To investigate the effect of CLTA and EDIL3 knockdown on cell migration, we performed a wound healing assay. After transfection with the miRNAs, CAL62 and TPC1 cells were seeded in 6-well plates and grown to confluence. A wound was created by scraping the monolayer with a sterile pipette tip. The cells were washed with PBS to remove debris and incubated in serum-free medium for 24 h at 37 °C in a 5% CO2 incubator. Images were captured at 0 and 24 h using a phase-contrast microscope (Olympus), and the percentage of wound closure was calculated by measuring the area of the wound at each time point.

Statistics

Statistical analysis for all experiments was performed using GraphPad Prism software (Version 9.0). A two-way ANOVA with Tukey’s multiple comparisons test was used for analyzing differences in cell proliferation assays at various time points.

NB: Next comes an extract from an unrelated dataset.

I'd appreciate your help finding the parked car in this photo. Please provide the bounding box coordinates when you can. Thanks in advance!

For colony formation and wound healing assays, Student’s t-test was used to compare the number of colonies and wound closure between knockdown and control groups. Venn diagram and network centrality analysis were used to identify common DEGs and hub genes, with statistical significance set at an adjusted p-value (Padj) < 0.05 and LogFC |≥ 1|. ROC curve analysis and AUC values were calculated to assess the diagnostic potential of miRNAs and the effects of knockdown on protein expression levels were analyzed by Western blot using ImageJ software. Statistical significance was considered at P*-value < 0.05, P**-value < 0.01, and P***-value < 0.001.